Pub Date: June 1st, 2005
ISBN: 1-85782-547-0
Publisher: John Blake/Trafalgar

Princess Di’s onetime lover spills all.

Remember James Hewitt? He’s the handsome military man and polo player who romanced Diana while giving her riding lessons. Here, he explains that when he met the princess, the royal marriage had already begun to fall apart. Charles had taken up with Camilla again, Diana was battling bulimia, and Hewitt became confidant, hero and beloved to the princess during a five-year affair. After it ended, Hewitt was frustrated that he had kept a low profile and still got a bum rap, while the royals told their stories to the media. So he responded positively, if warily, when journalist Anna Pasternak asked him to give interviews for a biography. As Hewitt tells it, he was hoodwinked. Pasternak’s publishers made her tart up a tame account and publish something steamier. The result was Princess in Love, a book, declares Hewitt, “which I have never read but which has been a cross I have had to bear.” His participation in Pasternak’s project didn’t endear him to British society, and when he took up after Di’s death with a woman who eventually stole some of the princess’s letters to him, the resulting tabloid feeding frenzy and paparazzi-fest only made Hewitt further persona non grata.
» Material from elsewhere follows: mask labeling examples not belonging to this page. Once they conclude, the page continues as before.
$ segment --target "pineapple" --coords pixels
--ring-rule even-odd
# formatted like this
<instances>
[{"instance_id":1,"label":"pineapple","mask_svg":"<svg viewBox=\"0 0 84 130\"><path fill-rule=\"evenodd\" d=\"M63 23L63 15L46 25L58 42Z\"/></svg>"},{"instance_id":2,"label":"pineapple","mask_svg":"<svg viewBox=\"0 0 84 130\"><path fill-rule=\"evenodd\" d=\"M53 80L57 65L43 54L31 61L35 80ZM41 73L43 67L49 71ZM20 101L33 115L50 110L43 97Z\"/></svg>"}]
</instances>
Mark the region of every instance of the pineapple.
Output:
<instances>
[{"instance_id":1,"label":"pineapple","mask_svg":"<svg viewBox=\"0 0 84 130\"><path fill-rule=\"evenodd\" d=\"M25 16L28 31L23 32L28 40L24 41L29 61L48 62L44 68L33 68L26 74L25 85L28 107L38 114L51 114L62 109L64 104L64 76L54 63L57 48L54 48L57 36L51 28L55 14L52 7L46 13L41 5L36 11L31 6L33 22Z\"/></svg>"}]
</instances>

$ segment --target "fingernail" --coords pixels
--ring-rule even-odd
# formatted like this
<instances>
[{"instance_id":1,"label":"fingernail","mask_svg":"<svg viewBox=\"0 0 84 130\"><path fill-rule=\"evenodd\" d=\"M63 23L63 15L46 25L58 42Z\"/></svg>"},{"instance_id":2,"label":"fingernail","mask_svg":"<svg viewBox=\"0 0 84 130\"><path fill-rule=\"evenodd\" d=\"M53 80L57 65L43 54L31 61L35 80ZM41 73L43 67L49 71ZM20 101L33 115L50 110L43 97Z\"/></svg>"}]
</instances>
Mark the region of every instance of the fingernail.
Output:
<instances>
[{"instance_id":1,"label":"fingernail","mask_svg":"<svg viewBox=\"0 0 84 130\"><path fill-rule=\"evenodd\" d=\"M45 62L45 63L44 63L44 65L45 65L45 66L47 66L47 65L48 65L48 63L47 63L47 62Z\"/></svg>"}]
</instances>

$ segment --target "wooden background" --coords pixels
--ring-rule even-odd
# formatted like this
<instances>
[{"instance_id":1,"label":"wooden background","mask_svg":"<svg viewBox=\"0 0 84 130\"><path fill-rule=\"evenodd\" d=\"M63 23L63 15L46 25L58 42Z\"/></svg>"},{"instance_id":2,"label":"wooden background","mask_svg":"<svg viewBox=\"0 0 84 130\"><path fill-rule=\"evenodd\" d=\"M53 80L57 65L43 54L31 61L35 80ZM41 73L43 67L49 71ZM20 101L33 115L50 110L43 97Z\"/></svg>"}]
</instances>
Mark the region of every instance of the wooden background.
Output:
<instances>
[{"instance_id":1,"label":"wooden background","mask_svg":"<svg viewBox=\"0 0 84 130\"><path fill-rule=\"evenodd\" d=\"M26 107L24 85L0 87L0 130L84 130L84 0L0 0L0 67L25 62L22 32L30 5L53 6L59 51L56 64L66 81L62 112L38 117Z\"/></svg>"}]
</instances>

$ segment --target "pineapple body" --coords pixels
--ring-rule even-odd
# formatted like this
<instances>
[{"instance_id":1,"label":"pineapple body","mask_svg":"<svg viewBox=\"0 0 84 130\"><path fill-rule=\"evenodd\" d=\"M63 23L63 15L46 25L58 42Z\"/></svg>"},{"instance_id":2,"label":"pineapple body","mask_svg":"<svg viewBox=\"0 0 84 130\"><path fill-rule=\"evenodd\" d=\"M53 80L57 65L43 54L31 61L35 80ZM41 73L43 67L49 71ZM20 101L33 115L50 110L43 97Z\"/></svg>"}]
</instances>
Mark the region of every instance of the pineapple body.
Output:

Here, he attempts to rehabilitate his image. After chapters detailing his romance with Diana, he “explains” the sordid mess with the stolen letters. Then he recounts his efforts to move on, becoming a minor star on the reality TV circuit in such hits as The Games, The Penthouse (“I had to spend twenty-four hours locked up with Jodie Marsh—not the most penitential experience!”) and Back to Reality. Oh, there was also the much-publicized arrest for cocaine possession, but that was just a mix-up, Hewitt assures us.

Sure to stir controversy in England and titillate Anglophiles everywhere with its tawdry, even pathetic, pandering to royalty voyeurs.